But will not people suspect--"

"They cannot do so reasonably," replied Lord Dewry. "The secret, my
dear boy, remains with you and me alone, and never to a living
creature shall it pass my lips, as I hope for happiness hereafter."

"But the gipsy!" cried De Vaux, "the gipsy!"

"The gipsy is no more!" replied his uncle, a shade coming over his
countenance. "Persecution and severe laws have driven him to despair,
and despair to death. And now, Edward, to-morrow you are about to
visit your father; in regard to letting him know what information you
possess, act as you shall think fit. Were I in your circumstances, if
possible, I should conceal from him that I knew aught beyond common
report; but if you do communicate to him the knowledge you have
obtained, add that for all and every fault towards myself I forgive
him from my heart and soul, but that his conduct towards Pharold the
gipsy rests dark upon my mind; and that, perhaps, it would be better
if we did not meet again till time had softened the remembrance.
Present him, Edward, with this packet also. It contains a deed
which will prevent him from feeling any great change of fortune
from my return."

De Vaux coloured as he took it; and his uncle added,--"You must not
again make me deem you proud, Edward."

"No, no, my dear sir," replied De Vaux. "What I have suffered has not
only been a trial, but will, I trust, prove a cure; for the errors
that you saw and justly feared, were fully as real as apparent. I
cannot but feel pained, however, that we should have so small a right
to expect--to expect--" He paused, hesitated a moment, and then
added,--"to expect bounty at the hand which now bestows it."

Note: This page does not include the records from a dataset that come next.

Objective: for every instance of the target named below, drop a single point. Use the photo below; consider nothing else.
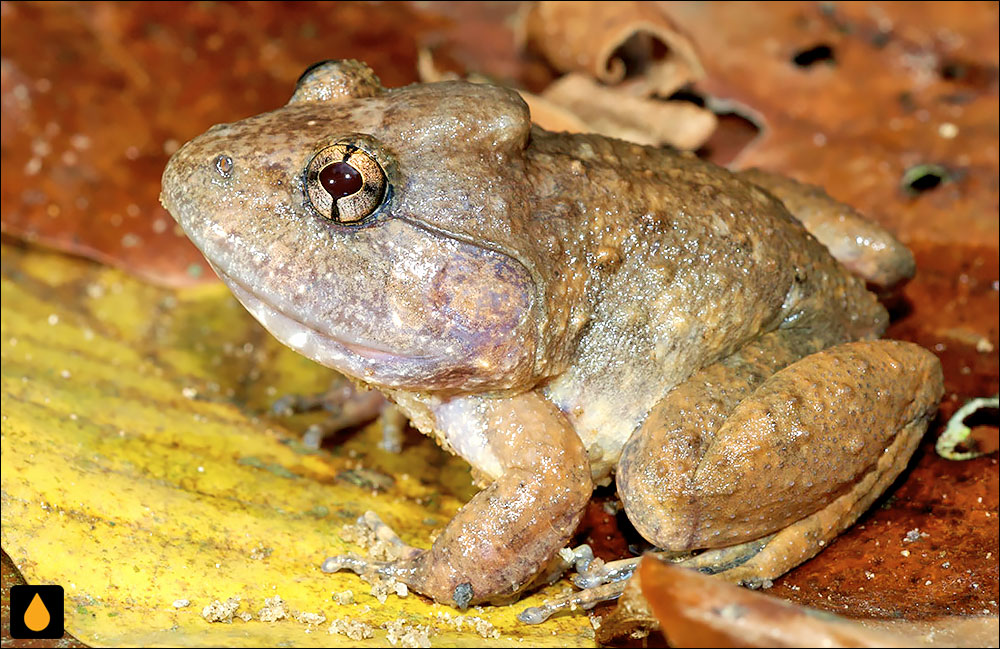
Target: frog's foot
(498, 543)
(864, 247)
(740, 452)
(601, 582)
(347, 407)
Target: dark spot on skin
(809, 57)
(224, 165)
(340, 179)
(923, 177)
(462, 596)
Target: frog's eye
(345, 183)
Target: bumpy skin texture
(551, 306)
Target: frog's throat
(350, 357)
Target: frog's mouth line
(342, 355)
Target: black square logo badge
(36, 612)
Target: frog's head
(366, 227)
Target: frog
(565, 311)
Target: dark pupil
(340, 179)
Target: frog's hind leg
(864, 247)
(745, 449)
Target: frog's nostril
(224, 165)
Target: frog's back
(684, 264)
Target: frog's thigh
(719, 463)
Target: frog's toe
(347, 407)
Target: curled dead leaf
(631, 44)
(696, 610)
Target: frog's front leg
(865, 248)
(498, 542)
(737, 453)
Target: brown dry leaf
(577, 104)
(695, 610)
(608, 111)
(630, 44)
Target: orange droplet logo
(36, 617)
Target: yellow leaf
(139, 468)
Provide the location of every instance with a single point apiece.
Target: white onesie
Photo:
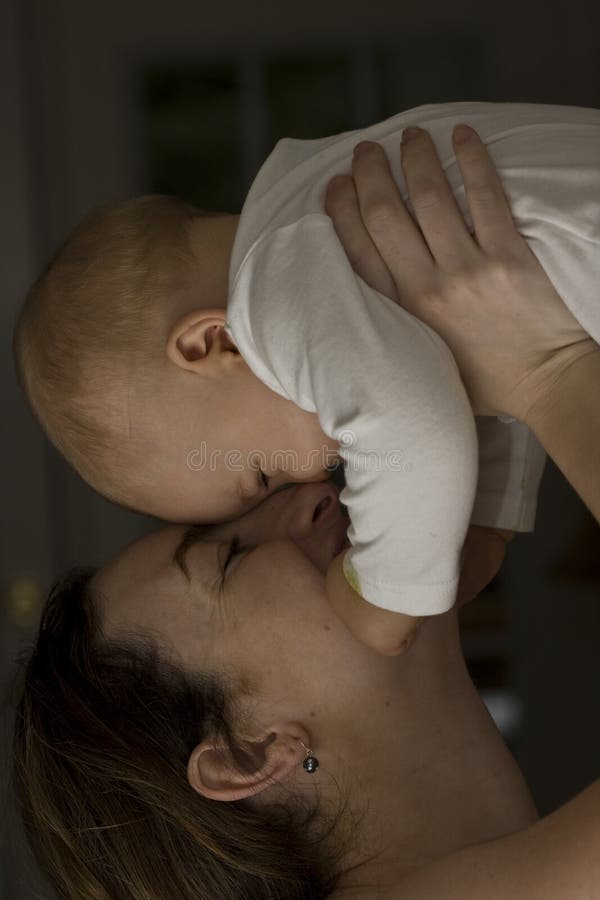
(382, 383)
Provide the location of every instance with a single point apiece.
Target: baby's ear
(198, 337)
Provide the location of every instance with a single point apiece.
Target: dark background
(102, 100)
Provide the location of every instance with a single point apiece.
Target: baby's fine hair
(96, 313)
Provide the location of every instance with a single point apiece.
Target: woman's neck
(428, 771)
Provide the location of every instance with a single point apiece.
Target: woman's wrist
(566, 421)
(555, 385)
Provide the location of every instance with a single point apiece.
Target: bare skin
(520, 352)
(408, 737)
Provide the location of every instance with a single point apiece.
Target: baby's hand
(388, 633)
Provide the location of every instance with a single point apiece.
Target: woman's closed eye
(235, 548)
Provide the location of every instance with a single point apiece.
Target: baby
(187, 364)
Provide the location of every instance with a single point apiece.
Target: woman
(165, 735)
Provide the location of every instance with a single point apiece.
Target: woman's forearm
(566, 421)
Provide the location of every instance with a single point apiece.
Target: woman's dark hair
(103, 734)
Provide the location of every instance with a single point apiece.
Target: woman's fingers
(341, 204)
(435, 208)
(387, 220)
(492, 220)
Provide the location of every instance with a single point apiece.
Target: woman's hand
(487, 296)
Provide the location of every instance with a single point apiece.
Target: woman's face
(266, 618)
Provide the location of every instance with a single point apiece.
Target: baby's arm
(387, 390)
(386, 632)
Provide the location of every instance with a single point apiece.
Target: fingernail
(364, 145)
(409, 134)
(462, 133)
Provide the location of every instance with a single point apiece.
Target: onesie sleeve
(383, 385)
(511, 465)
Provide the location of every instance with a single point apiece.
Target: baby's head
(122, 351)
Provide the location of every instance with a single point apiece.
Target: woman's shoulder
(556, 858)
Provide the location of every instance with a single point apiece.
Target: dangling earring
(310, 763)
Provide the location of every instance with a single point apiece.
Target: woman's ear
(197, 337)
(213, 772)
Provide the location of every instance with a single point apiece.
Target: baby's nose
(315, 507)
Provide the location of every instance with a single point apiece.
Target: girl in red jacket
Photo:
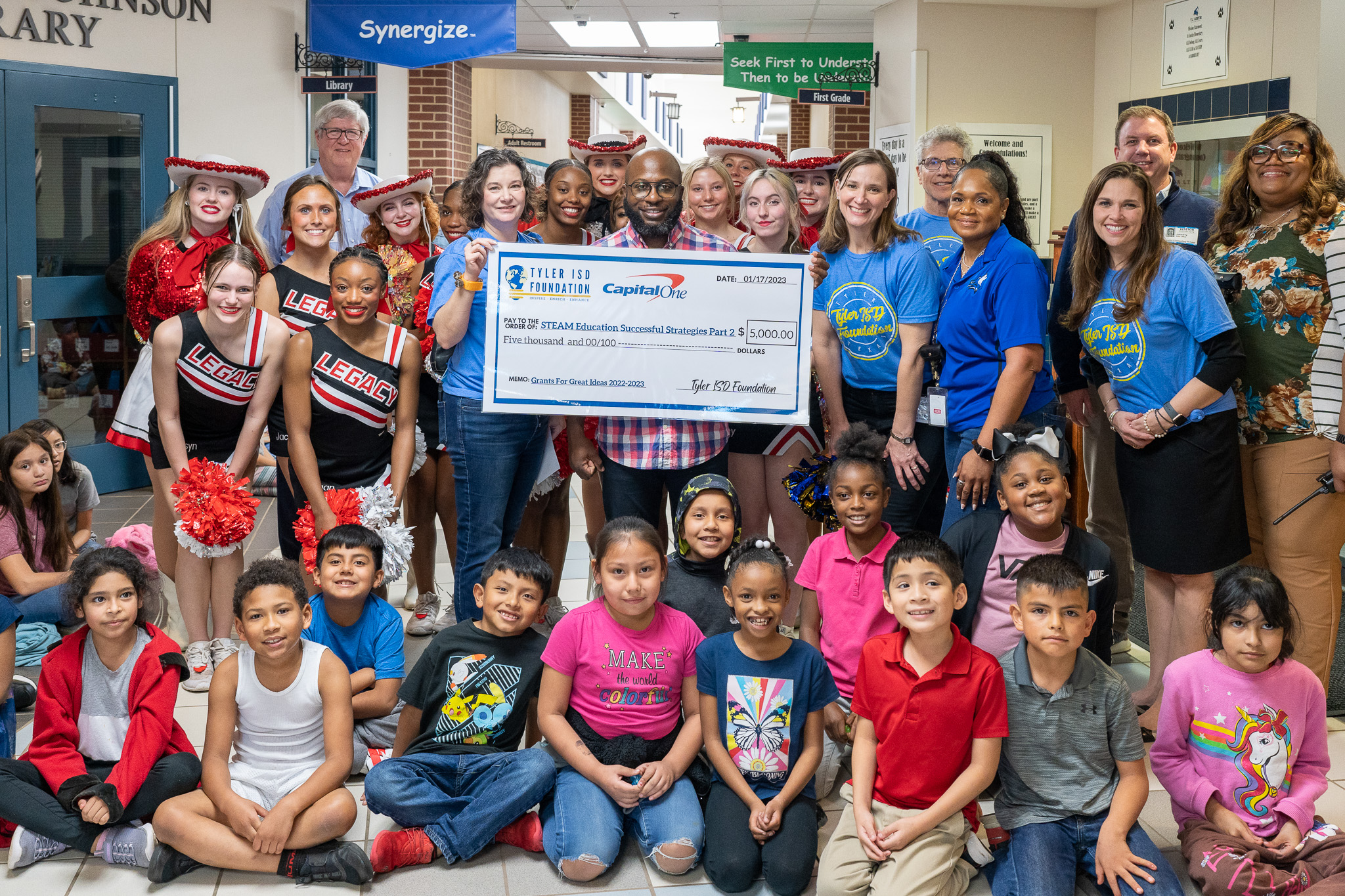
(105, 746)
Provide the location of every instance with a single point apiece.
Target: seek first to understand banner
(638, 332)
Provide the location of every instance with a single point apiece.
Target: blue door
(82, 172)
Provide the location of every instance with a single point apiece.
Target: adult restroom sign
(412, 34)
(785, 69)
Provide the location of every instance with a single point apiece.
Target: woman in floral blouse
(1281, 202)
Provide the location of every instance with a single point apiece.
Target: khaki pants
(931, 865)
(1106, 513)
(1304, 550)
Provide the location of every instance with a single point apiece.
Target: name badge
(1184, 236)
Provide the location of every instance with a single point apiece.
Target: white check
(640, 332)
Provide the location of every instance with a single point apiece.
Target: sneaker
(27, 848)
(127, 845)
(424, 614)
(345, 864)
(221, 649)
(198, 662)
(169, 864)
(374, 756)
(523, 832)
(401, 848)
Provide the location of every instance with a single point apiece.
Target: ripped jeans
(580, 822)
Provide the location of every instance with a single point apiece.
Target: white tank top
(280, 729)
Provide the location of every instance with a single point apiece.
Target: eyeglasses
(1290, 151)
(338, 133)
(931, 164)
(665, 188)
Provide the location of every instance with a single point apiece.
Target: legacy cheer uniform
(213, 393)
(353, 396)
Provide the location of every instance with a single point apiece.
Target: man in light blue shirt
(940, 154)
(341, 129)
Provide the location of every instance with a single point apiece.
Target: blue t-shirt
(763, 707)
(466, 375)
(997, 305)
(373, 643)
(1152, 358)
(866, 297)
(937, 233)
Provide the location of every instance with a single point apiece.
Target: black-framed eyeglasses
(337, 133)
(931, 164)
(1287, 151)
(665, 188)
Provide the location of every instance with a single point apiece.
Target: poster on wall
(894, 142)
(1026, 148)
(1195, 42)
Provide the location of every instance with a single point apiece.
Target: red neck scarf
(187, 270)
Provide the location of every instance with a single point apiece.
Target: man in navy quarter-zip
(1143, 137)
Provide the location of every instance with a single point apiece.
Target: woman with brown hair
(1281, 203)
(1165, 354)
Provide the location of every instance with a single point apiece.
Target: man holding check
(638, 457)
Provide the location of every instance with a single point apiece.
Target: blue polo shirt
(937, 233)
(866, 297)
(466, 377)
(1152, 358)
(997, 305)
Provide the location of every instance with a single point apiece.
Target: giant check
(639, 332)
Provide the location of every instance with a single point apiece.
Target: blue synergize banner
(412, 34)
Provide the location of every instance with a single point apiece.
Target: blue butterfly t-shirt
(763, 707)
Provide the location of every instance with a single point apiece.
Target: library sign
(74, 24)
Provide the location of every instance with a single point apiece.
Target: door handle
(24, 286)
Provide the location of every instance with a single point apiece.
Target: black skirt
(1184, 498)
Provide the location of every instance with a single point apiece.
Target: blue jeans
(46, 606)
(1042, 860)
(495, 463)
(462, 801)
(954, 446)
(581, 822)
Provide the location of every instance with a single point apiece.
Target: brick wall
(849, 128)
(801, 124)
(439, 127)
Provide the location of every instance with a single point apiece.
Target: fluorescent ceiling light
(596, 34)
(681, 34)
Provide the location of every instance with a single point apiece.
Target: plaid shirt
(651, 442)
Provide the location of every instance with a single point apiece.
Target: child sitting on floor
(283, 703)
(458, 779)
(363, 631)
(106, 750)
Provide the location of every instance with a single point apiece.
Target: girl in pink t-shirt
(1242, 750)
(621, 673)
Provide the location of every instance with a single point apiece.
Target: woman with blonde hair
(1165, 354)
(208, 211)
(1281, 205)
(713, 203)
(403, 224)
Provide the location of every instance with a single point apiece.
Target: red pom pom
(215, 509)
(345, 504)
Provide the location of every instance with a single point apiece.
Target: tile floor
(502, 871)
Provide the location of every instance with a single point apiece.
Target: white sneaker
(200, 667)
(424, 614)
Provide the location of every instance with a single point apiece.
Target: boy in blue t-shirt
(363, 631)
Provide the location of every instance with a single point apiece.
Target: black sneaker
(343, 864)
(169, 864)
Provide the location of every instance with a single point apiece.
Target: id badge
(934, 408)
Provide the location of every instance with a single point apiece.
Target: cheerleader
(296, 292)
(403, 224)
(606, 156)
(345, 381)
(215, 375)
(163, 278)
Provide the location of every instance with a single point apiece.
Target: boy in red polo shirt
(931, 712)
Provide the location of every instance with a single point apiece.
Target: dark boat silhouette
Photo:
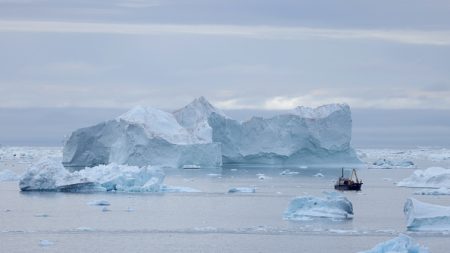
(348, 184)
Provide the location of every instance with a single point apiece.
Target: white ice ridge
(199, 134)
(383, 163)
(334, 206)
(433, 177)
(50, 175)
(319, 112)
(426, 217)
(400, 244)
(8, 175)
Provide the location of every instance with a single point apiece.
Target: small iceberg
(440, 191)
(388, 164)
(400, 244)
(242, 190)
(8, 175)
(50, 175)
(433, 177)
(426, 217)
(101, 202)
(334, 206)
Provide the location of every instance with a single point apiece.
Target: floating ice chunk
(319, 175)
(242, 190)
(45, 243)
(169, 188)
(50, 175)
(101, 202)
(388, 164)
(335, 206)
(426, 217)
(434, 177)
(440, 191)
(400, 244)
(8, 175)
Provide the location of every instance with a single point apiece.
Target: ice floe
(334, 206)
(392, 164)
(400, 244)
(426, 217)
(242, 190)
(433, 177)
(8, 175)
(50, 175)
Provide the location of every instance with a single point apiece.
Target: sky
(388, 60)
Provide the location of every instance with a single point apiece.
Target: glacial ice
(426, 217)
(433, 177)
(50, 175)
(8, 175)
(440, 191)
(334, 206)
(383, 163)
(202, 135)
(242, 190)
(400, 244)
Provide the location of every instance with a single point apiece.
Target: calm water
(212, 220)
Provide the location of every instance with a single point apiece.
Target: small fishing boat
(348, 184)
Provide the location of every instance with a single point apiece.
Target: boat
(348, 184)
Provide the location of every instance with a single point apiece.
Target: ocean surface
(213, 220)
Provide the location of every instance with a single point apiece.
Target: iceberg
(335, 206)
(402, 243)
(389, 164)
(440, 191)
(8, 175)
(202, 135)
(50, 175)
(426, 217)
(433, 177)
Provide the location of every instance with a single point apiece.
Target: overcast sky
(258, 55)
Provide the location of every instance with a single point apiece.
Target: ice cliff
(402, 243)
(201, 135)
(426, 217)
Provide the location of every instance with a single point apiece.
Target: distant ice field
(214, 220)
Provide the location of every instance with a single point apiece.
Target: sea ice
(440, 191)
(242, 190)
(433, 177)
(101, 202)
(8, 175)
(400, 244)
(426, 217)
(334, 206)
(50, 175)
(389, 164)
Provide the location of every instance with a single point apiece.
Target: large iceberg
(400, 244)
(201, 135)
(50, 175)
(334, 206)
(433, 177)
(426, 217)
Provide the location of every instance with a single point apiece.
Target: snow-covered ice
(50, 175)
(8, 175)
(334, 206)
(202, 135)
(426, 217)
(242, 190)
(433, 177)
(400, 244)
(383, 163)
(100, 202)
(440, 191)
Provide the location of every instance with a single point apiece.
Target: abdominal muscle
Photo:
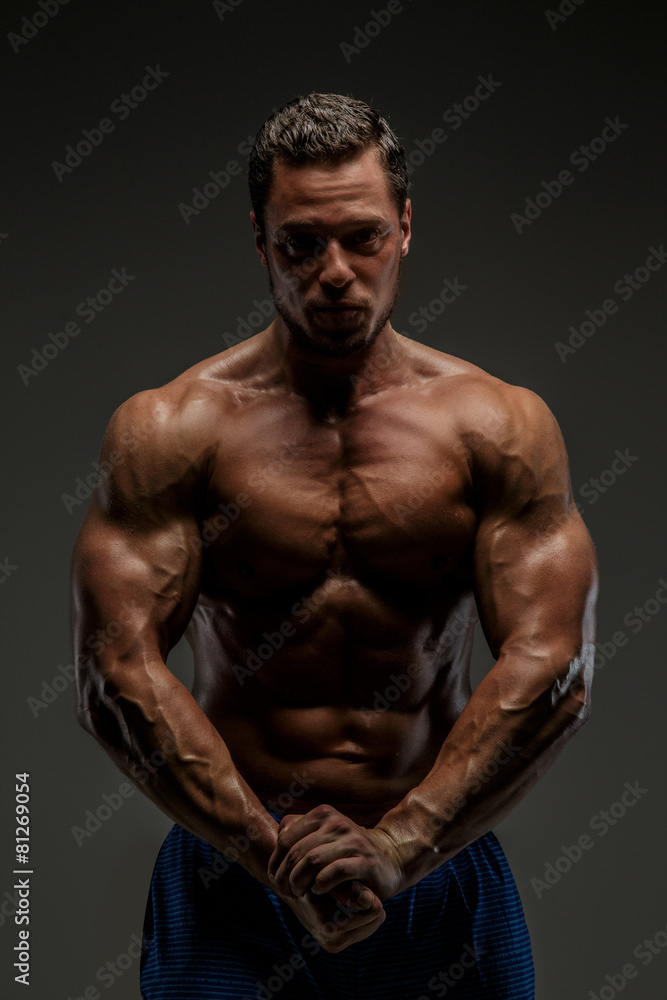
(351, 710)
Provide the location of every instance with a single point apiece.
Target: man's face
(333, 242)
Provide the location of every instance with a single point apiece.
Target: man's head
(328, 182)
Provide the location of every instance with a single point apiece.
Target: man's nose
(334, 266)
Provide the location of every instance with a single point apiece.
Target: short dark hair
(324, 128)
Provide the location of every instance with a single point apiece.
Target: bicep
(534, 561)
(137, 560)
(134, 588)
(536, 587)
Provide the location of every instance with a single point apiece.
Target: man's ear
(260, 244)
(406, 226)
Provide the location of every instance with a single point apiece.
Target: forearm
(154, 730)
(497, 750)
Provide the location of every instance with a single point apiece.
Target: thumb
(354, 894)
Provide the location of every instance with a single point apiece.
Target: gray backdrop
(543, 196)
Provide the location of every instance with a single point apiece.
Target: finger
(289, 834)
(309, 853)
(325, 866)
(356, 896)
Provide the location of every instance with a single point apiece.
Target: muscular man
(323, 510)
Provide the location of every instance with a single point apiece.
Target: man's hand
(323, 849)
(333, 921)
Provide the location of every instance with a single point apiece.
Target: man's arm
(536, 586)
(136, 574)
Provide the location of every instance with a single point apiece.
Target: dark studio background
(119, 209)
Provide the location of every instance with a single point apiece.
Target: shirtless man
(323, 510)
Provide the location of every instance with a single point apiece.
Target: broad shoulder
(482, 404)
(510, 436)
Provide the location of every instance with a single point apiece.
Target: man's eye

"Call it not bounty, my dear Edward," answered his uncle, "nor couple
yourself with others in any shape, for in this deed you are in no
degree interested. The fortune which Marian inherits from her mother
will render you independent, till my death renders you wealthy. And
now to conclude, ere I wish you good-night:--I have been forced to
speak to you long of your father. In doing so, though I have tried not
to spare my own faults, I have been obliged to dwell for long upon
his; but I have done so once for all, and I never more mention them
again, either to his son or to any one else. It has been as painful
for me to speak, as for you to hear. It is over; and now, good-night!"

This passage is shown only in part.